Kona side was definitely drier, but not dry enough for a wildfire. I cannot think of one happening during the years we were there, or later while family was still there. Maybe small fires started by dumb kids?
The islands are indeed all different, but they are all tropical and now seem to be becoming drier. The same is happening here in Queensland Australia.
The rainfall maps here seem to show all the islands have relatively similar rainfall and patterns, which makes sense.
http://rainfall.geography.hawaii.edu/assets/images/mean_ann_rf_statemm.jpg
Here is a site that has been tracking rainfall in Hawaii since records began, and the trend is showing less and less rain.
http://rainfall.geography.hawaii.edu/rainfall.html
There are likely a few causes, but the fact that Hawaii has changed in the last 15 years is just that - a fact. Not an opinion.

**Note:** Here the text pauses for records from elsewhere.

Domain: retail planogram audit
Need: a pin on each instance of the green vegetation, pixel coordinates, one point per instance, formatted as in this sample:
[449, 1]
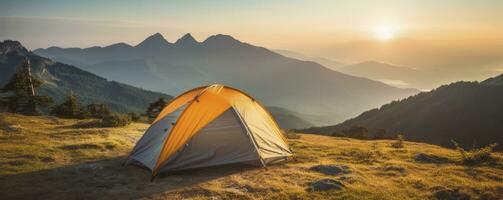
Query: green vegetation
[398, 143]
[155, 108]
[463, 111]
[475, 155]
[65, 161]
[59, 78]
[21, 96]
[70, 108]
[115, 120]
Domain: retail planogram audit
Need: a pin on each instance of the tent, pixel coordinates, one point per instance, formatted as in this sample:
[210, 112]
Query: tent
[209, 126]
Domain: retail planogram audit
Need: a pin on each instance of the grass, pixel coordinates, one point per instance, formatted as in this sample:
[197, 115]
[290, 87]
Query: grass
[48, 158]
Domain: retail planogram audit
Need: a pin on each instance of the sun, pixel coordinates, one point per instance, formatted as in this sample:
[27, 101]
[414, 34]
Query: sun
[385, 32]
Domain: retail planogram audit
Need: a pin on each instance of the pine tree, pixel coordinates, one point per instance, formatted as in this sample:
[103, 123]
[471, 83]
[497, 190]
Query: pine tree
[155, 108]
[70, 108]
[20, 92]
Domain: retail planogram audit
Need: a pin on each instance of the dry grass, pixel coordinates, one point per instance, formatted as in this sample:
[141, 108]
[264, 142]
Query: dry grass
[47, 158]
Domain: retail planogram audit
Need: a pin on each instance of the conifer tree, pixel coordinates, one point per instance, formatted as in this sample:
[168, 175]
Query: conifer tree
[70, 108]
[155, 108]
[20, 96]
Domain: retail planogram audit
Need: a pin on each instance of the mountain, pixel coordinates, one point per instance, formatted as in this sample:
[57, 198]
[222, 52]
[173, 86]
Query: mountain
[468, 112]
[496, 81]
[438, 62]
[61, 78]
[402, 76]
[73, 163]
[332, 64]
[398, 76]
[288, 119]
[301, 86]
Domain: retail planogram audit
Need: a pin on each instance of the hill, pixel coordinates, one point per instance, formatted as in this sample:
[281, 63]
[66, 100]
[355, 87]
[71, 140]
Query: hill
[398, 76]
[60, 78]
[288, 119]
[301, 86]
[468, 112]
[45, 158]
[332, 64]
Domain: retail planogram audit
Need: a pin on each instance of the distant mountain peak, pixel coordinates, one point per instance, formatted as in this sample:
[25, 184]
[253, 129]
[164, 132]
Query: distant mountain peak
[221, 39]
[187, 39]
[154, 40]
[8, 46]
[119, 45]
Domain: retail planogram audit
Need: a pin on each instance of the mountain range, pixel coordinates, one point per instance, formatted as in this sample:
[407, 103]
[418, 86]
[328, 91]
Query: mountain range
[304, 87]
[467, 112]
[59, 79]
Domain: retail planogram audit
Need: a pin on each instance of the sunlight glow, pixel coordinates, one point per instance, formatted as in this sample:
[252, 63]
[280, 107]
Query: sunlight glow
[385, 32]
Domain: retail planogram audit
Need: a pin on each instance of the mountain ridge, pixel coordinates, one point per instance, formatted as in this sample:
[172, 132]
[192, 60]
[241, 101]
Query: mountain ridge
[467, 112]
[274, 79]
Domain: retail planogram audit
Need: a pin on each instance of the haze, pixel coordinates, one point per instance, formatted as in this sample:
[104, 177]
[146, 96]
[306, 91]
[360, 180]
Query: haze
[457, 39]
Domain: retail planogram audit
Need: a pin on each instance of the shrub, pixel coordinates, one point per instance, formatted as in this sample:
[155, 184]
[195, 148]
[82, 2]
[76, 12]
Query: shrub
[292, 136]
[115, 120]
[380, 134]
[398, 143]
[358, 132]
[475, 155]
[70, 108]
[98, 110]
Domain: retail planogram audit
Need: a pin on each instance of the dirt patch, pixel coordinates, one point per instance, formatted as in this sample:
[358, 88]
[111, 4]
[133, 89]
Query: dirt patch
[426, 158]
[442, 193]
[324, 185]
[331, 169]
[82, 146]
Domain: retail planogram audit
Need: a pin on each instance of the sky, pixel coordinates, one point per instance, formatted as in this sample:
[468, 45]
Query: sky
[279, 24]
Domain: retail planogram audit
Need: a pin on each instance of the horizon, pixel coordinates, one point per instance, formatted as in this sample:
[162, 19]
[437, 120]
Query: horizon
[292, 25]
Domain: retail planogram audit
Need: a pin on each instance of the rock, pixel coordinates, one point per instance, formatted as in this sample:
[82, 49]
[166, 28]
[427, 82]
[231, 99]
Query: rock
[394, 168]
[425, 158]
[324, 185]
[331, 169]
[348, 178]
[47, 159]
[450, 194]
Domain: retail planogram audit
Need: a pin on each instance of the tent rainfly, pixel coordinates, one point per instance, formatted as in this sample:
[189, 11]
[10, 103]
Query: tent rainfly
[209, 126]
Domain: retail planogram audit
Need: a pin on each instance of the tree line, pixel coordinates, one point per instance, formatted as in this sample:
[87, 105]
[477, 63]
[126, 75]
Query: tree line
[19, 96]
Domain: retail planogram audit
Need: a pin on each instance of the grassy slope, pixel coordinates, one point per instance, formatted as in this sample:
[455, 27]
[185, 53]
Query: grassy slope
[44, 157]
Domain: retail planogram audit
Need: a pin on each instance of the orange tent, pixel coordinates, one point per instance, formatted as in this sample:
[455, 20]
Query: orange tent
[208, 126]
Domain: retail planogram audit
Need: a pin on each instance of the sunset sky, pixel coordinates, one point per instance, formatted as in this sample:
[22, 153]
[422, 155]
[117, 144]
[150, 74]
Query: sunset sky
[279, 24]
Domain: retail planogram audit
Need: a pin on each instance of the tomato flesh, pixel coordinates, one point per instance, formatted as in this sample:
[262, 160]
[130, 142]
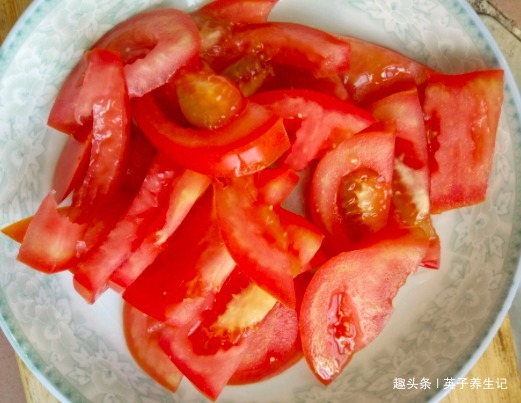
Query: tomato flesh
[462, 116]
[324, 121]
[340, 201]
[142, 335]
[252, 140]
[349, 300]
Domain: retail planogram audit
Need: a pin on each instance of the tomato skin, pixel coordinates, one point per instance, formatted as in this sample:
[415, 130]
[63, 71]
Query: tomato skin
[170, 33]
[207, 100]
[325, 121]
[273, 348]
[110, 133]
[373, 151]
[239, 11]
[252, 141]
[142, 335]
[462, 116]
[349, 300]
[376, 71]
[71, 167]
[51, 241]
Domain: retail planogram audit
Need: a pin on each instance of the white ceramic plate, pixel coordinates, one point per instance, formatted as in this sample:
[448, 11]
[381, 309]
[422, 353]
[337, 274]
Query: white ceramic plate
[443, 320]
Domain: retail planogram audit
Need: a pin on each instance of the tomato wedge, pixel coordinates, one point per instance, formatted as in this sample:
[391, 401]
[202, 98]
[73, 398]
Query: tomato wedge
[292, 44]
[351, 188]
[273, 347]
[187, 188]
[142, 335]
[154, 45]
[51, 241]
[325, 120]
[462, 117]
[218, 339]
[255, 238]
[376, 71]
[184, 278]
[71, 167]
[349, 300]
[252, 140]
[92, 272]
[410, 202]
[108, 104]
[238, 11]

You can check their sister sites on climate in Hawaii for more interesting information about these changes.
Kona is on the big island, I'm not sure what you mean? It would surprise me if the big island caught on fire (not caused by lava) but it did not change so much in 20 years that wildfires happen on the east side of the big island. I never said the climate has never changed, I said it did not change as much as he implied. Areas with a lot of rainfall are not catching on fire. I checked your images and they confirm what I've been saying about the diversity of the islands. I think it's wrong to compare them that way, climate change is happening but not like that.
Btw I decided to ask my partner about this and wildfires in kona and kohala on the big island have been a worry for years, there's even signs posted.